State of the Art Semantic Textual Similarity
With Google newly released BERT. There is lots of extension of models available online(ie. huggingface/transformers, and UKPLab/sentence-transformers). This article focuses of plug and play code snippets and I will provide a sample code that you can modify to your needs. But keep in mind that these models are supposed to be fine-tuned for your specific use cases.
After that we will setup a facebookresearch/faiss index for scalability of deployment.
I attempted to use default BERT model from huggingface/transformers but there is a problem, there is no good embedding models return from the models(read return type of https://huggingface.co/transformers/model_doc/bert.html#transformers.BertModel for more). Fine-tuning process is absolutely required, but there is usually either no great dataset , require too deep understanding and large computing resources, which I don’t not posses.

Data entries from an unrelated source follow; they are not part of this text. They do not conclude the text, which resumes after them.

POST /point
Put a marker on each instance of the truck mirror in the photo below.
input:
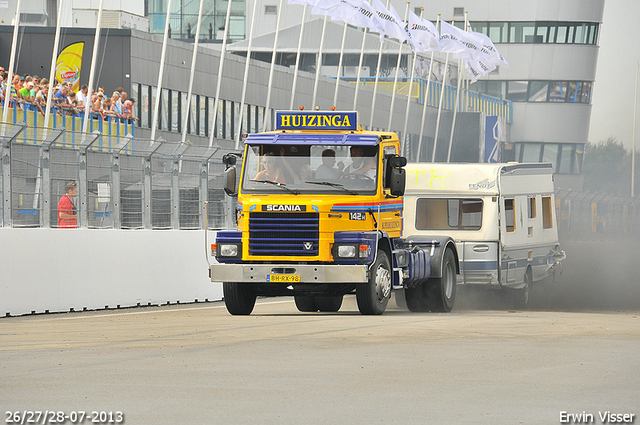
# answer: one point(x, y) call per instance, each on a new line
point(397, 181)
point(229, 160)
point(230, 183)
point(397, 161)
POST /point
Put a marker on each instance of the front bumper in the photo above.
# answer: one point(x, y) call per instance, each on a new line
point(309, 273)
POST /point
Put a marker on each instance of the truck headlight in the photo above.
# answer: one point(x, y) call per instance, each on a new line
point(228, 250)
point(346, 251)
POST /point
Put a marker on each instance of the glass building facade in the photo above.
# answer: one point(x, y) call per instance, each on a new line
point(184, 18)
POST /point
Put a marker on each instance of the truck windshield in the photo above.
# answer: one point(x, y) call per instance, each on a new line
point(311, 169)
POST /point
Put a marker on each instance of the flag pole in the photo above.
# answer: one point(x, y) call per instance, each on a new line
point(185, 122)
point(633, 142)
point(156, 106)
point(245, 79)
point(375, 85)
point(319, 62)
point(406, 115)
point(335, 93)
point(395, 80)
point(444, 83)
point(457, 102)
point(267, 113)
point(52, 71)
point(355, 96)
point(223, 52)
point(12, 62)
point(92, 71)
point(455, 110)
point(426, 97)
point(295, 70)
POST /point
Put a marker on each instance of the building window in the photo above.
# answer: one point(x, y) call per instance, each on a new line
point(538, 91)
point(565, 158)
point(539, 32)
point(521, 32)
point(558, 91)
point(517, 91)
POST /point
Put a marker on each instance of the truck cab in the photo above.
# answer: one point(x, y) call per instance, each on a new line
point(319, 214)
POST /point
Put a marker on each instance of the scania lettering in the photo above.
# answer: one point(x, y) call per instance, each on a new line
point(320, 215)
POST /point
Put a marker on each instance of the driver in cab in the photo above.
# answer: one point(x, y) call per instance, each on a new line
point(363, 162)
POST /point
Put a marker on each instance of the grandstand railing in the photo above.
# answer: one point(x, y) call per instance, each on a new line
point(109, 125)
point(123, 183)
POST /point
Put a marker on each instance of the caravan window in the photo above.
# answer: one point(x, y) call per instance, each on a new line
point(531, 207)
point(509, 215)
point(547, 220)
point(448, 214)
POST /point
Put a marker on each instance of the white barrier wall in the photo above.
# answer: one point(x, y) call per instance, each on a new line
point(58, 270)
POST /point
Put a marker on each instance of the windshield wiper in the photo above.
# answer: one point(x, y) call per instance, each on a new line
point(336, 185)
point(281, 185)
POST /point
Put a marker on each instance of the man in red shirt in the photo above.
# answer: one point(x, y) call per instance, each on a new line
point(67, 215)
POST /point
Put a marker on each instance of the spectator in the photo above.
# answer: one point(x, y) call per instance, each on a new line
point(26, 93)
point(116, 105)
point(67, 212)
point(327, 169)
point(128, 110)
point(81, 97)
point(271, 171)
point(97, 103)
point(363, 162)
point(73, 104)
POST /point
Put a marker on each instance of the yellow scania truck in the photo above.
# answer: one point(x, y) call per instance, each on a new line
point(320, 215)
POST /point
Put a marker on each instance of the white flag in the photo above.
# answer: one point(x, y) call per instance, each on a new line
point(424, 34)
point(358, 13)
point(393, 26)
point(459, 42)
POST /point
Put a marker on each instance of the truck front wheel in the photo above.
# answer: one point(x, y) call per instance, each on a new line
point(441, 293)
point(239, 298)
point(373, 297)
point(436, 294)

Besides, because I am in Hong Kong, most of the task required Chinese and English multilingual models, I choose to use this bert-base-multilingual-cased from https://huggingface.co/transformers/pretrained_models.html.
Installation
pip install transformers, pytorch, hanziconv
Traditional to Modern Chinese
In Hong Kong most of the application are in traditional chinese, for this I used the tokenizer to test if the encoding is the same
tokenizer.encode('爱')
tokenizer.encode('愛')
> [101, 5383, 102]
> [101, 3910, 102]
The response is they are different.
In that case my dataset is a mixed of tranditional and modern Chinese, I decided to use a package berniey/hanziconv for this conversion.

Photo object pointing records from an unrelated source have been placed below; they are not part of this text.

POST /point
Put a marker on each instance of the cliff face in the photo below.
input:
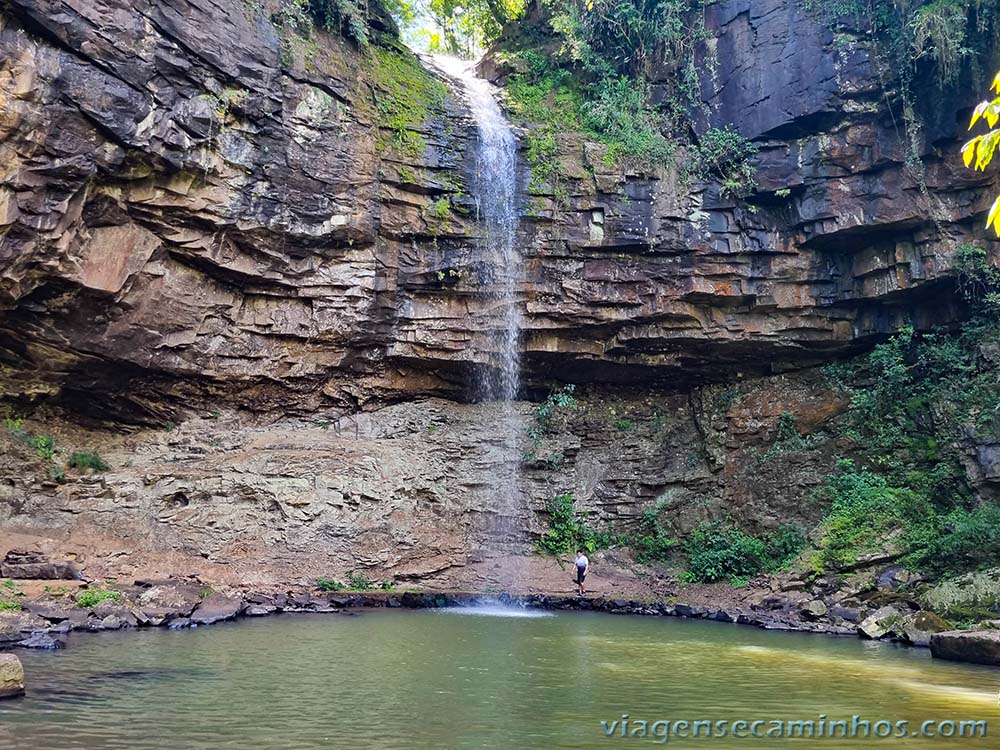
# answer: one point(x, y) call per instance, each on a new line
point(208, 210)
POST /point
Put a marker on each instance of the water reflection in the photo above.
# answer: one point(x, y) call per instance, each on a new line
point(398, 679)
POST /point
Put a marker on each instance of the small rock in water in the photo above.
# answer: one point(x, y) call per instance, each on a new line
point(880, 622)
point(217, 608)
point(11, 676)
point(41, 641)
point(814, 609)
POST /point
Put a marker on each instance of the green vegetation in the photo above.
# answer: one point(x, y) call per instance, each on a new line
point(86, 460)
point(9, 596)
point(979, 151)
point(567, 531)
point(718, 551)
point(652, 543)
point(44, 446)
point(545, 412)
point(914, 402)
point(789, 438)
point(90, 598)
point(726, 156)
point(439, 209)
point(406, 95)
point(589, 73)
point(349, 18)
point(356, 581)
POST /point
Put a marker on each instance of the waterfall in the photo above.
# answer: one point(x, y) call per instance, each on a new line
point(494, 189)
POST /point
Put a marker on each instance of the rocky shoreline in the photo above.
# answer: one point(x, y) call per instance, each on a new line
point(41, 621)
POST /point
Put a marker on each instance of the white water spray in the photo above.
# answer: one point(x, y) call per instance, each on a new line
point(495, 188)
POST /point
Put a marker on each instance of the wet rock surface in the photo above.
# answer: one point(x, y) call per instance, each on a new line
point(977, 646)
point(192, 216)
point(11, 676)
point(34, 565)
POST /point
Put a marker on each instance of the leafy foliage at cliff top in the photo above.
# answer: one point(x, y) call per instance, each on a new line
point(916, 404)
point(945, 33)
point(718, 551)
point(588, 71)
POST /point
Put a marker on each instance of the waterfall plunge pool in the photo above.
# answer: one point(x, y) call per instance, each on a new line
point(431, 680)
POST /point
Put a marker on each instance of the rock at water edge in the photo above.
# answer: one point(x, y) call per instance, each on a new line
point(11, 676)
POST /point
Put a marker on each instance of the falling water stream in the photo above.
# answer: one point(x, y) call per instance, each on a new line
point(494, 189)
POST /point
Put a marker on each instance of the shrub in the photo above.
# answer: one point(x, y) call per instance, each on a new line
point(44, 446)
point(567, 533)
point(358, 581)
point(621, 117)
point(92, 597)
point(979, 590)
point(546, 411)
point(966, 540)
point(865, 510)
point(653, 543)
point(86, 460)
point(718, 551)
point(724, 155)
point(329, 584)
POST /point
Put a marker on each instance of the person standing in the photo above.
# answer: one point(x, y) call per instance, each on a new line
point(582, 566)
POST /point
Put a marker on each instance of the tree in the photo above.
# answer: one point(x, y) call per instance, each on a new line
point(978, 153)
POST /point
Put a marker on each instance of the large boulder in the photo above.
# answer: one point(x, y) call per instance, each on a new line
point(977, 646)
point(919, 628)
point(34, 565)
point(880, 623)
point(16, 625)
point(217, 608)
point(814, 609)
point(11, 676)
point(160, 604)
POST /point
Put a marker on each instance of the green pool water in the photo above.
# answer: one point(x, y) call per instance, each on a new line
point(434, 679)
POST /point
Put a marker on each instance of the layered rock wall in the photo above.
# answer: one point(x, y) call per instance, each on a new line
point(208, 213)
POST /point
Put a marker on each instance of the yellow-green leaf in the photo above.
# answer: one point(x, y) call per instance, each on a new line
point(986, 148)
point(977, 113)
point(969, 150)
point(994, 212)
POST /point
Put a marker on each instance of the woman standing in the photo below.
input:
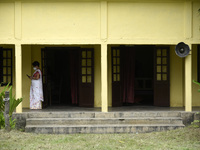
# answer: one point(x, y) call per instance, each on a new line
point(36, 90)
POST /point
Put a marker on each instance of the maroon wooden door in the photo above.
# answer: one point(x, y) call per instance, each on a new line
point(161, 77)
point(116, 77)
point(86, 80)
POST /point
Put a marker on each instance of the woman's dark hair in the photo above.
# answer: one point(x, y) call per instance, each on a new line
point(36, 63)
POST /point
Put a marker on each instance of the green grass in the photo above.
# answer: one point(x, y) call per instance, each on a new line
point(181, 139)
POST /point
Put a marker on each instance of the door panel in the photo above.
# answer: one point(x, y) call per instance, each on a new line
point(86, 80)
point(116, 77)
point(161, 77)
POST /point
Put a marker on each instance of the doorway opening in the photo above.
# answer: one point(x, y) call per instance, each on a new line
point(132, 75)
point(60, 76)
point(144, 75)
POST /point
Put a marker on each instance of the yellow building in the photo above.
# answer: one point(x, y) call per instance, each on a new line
point(102, 53)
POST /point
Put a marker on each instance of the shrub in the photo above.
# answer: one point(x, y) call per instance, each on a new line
point(13, 104)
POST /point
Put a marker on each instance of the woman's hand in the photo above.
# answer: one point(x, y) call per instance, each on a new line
point(35, 78)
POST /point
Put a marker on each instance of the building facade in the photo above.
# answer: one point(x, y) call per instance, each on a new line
point(102, 53)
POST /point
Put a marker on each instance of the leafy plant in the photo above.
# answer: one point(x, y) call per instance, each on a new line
point(2, 120)
point(13, 104)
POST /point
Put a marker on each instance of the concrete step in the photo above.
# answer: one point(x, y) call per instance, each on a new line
point(125, 128)
point(102, 115)
point(98, 121)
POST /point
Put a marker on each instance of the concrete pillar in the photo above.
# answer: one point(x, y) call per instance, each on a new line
point(104, 79)
point(188, 82)
point(18, 75)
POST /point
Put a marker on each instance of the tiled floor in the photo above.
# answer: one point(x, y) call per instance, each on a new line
point(111, 109)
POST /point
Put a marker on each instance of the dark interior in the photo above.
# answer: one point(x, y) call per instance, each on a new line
point(144, 73)
point(58, 75)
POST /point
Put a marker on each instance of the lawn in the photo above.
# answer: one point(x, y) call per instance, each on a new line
point(181, 139)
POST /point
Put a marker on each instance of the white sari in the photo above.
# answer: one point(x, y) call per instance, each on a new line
point(36, 92)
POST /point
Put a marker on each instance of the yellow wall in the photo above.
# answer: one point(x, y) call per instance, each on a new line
point(7, 21)
point(66, 20)
point(130, 18)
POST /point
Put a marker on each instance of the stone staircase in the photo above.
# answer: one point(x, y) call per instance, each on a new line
point(98, 122)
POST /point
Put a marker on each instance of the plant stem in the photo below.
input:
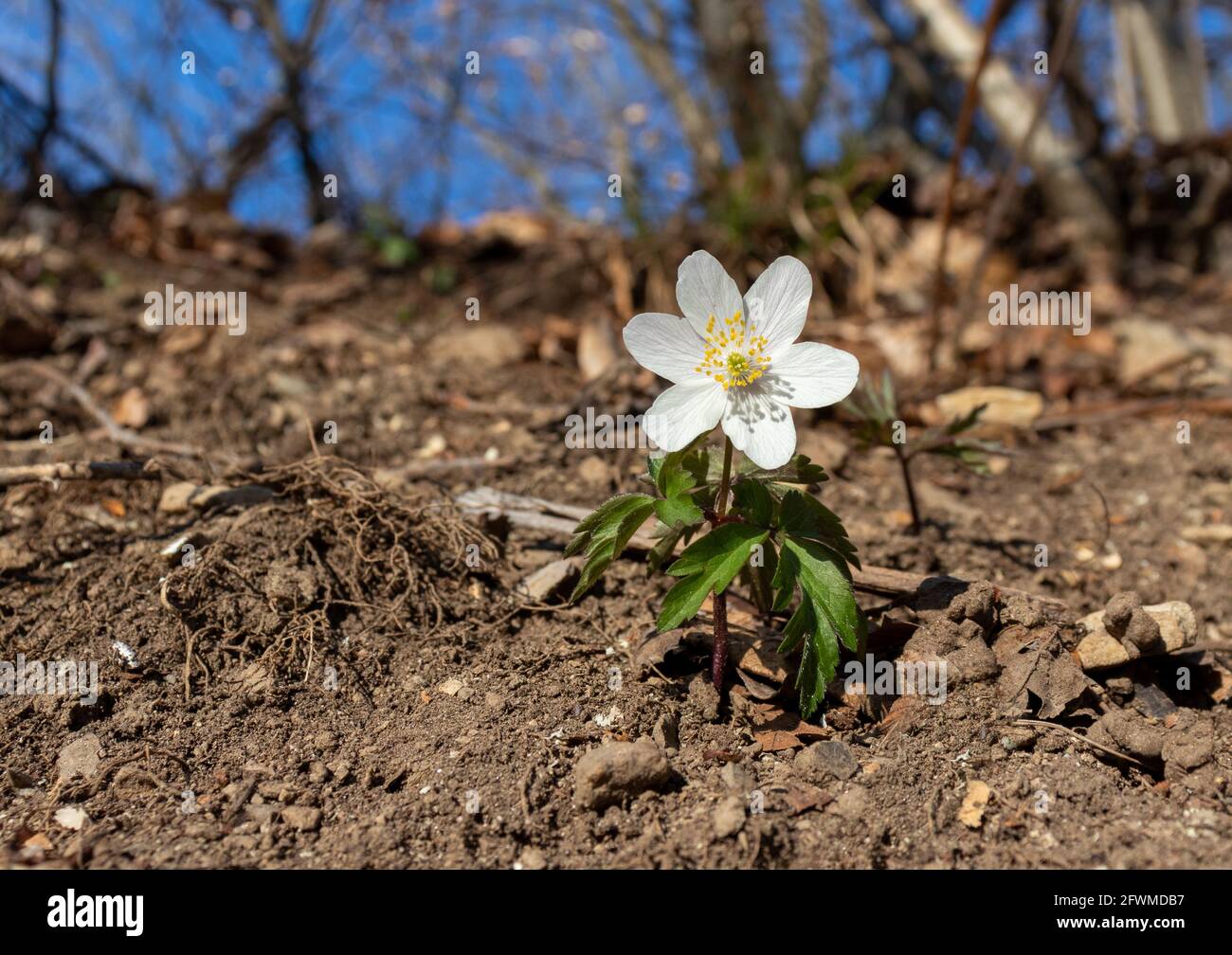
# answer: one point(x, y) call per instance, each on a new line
point(904, 462)
point(718, 658)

from hanziconv import HanziConv as t2mc
t2mc.toSimplified('愛')
> '爱'
Using bert-base-multilingual-cased
bert-base-multilingual-cased from huggingface/transformers.
from transformers import BertModel, BertTokenizer
import torch
bert_model_shortcut = 'bert-base-multilingual-cased'
tokenizer = BertTokenizer.from_pretrained(bert_model_shortcut)

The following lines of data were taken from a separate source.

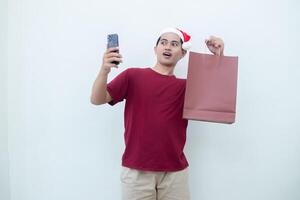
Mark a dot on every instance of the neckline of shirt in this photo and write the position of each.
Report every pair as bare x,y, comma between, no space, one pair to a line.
163,75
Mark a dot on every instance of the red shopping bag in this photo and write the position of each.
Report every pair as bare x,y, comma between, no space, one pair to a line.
211,88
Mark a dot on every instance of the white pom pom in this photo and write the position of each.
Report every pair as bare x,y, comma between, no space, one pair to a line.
186,45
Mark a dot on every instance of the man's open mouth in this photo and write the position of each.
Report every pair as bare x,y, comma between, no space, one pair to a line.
167,54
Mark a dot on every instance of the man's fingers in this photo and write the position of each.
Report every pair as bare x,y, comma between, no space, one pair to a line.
113,54
109,60
112,49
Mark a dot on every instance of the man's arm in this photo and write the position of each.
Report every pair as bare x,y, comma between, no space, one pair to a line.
99,92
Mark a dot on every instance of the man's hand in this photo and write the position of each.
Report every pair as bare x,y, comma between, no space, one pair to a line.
109,56
215,45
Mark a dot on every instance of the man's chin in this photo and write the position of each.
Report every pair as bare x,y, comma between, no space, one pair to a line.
168,64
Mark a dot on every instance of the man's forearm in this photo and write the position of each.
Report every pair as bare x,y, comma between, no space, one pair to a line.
99,89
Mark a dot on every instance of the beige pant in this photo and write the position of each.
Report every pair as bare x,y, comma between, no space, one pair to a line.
146,185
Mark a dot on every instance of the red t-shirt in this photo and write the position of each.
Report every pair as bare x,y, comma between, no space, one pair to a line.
155,132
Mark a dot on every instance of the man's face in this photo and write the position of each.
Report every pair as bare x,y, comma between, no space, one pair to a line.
169,50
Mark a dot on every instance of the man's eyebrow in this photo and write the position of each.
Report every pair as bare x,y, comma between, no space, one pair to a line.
171,41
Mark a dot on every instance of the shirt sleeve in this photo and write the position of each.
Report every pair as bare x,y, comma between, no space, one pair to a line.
118,88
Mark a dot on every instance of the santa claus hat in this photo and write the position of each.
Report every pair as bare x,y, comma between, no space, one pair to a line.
183,35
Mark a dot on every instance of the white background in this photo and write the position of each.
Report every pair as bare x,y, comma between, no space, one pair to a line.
55,145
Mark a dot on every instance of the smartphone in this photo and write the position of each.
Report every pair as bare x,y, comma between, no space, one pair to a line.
113,41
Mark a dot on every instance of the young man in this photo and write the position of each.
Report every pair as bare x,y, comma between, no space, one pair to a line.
154,166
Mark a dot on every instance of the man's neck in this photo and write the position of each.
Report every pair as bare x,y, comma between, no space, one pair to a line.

model = BertModel.from_pretrained(bert_model_shortcut)
encoded_tokens = tokenizer.encode("Here is some text to encode", add_special_tokens=True)
input_ids = torch.tensor([encoded_tokens])
with torch.no_grad():
last_hidden_states = model(input_ids)
last_hidden_states.shape
The models was found to actually not trained with semantic textual similarity in mind.
This become a problem for us, because we want something that can measure similarity between texts.
Therefore after some searching I found UKPLab/sentence-transformers.
Using UKPLab/sentence-transformers’s distiluse-base-multilingual-cased
How this STS library works?
- First start with a model you can choose the type of model for transfer learning from sentence transformers available models
- Using the model
- Apply on text to get embedding(a matrix).
model.encode([text])[0] - Two embeddings are closely related, if their embeddings have small mean squared error. Which means semantically they are identical.
- Apply on text to get embedding(a matrix).
- Training procedure
- To use
model.train(...)we need thedatasetparameter. datasetis the format ofsentence_transformers.datasets.SentencesDataset- constructor require a list of 3 item for each data point, and you can construct this with a constructor from
sentence_transformers.readers.InputExample uidunique id, this can be formed by yourselfrandomlibrary from pythonsentencesan array of sentences, in which case it is usually twoweightthis weight can be positive or negative, positive implies a closely related, negative implies a negative relationship, which the model will try not to replicate.
- constructor require a list of 3 item for each data point, and you can construct this with a constructor from
- To use
from sentence_transformers import SentenceTransformer, losses
from torch.utils.data import DataLoader
from sentence_transformers.datasets import SentencesDataset
from sentence_transformers.readers import InputExample
from sentence_transformers.evaluation import EmbeddingSimilarityEvaluator
import math
model = SentenceTransformer('distiluse-base-multilingual-cased')
def testing():
sentence_embedding = model.encode([text])[0]
return sentence_embedding
input_example_list = [
InputExample(
'1234',
[
'I am a cat',
'I am a persian cat'
],
1
),
InputExample(
'1235',
[
'I am a cat',
'I am a husky'
],
-1
),
]
sentence_dataset = SentencesDataset(examples=input_example_list, model=model)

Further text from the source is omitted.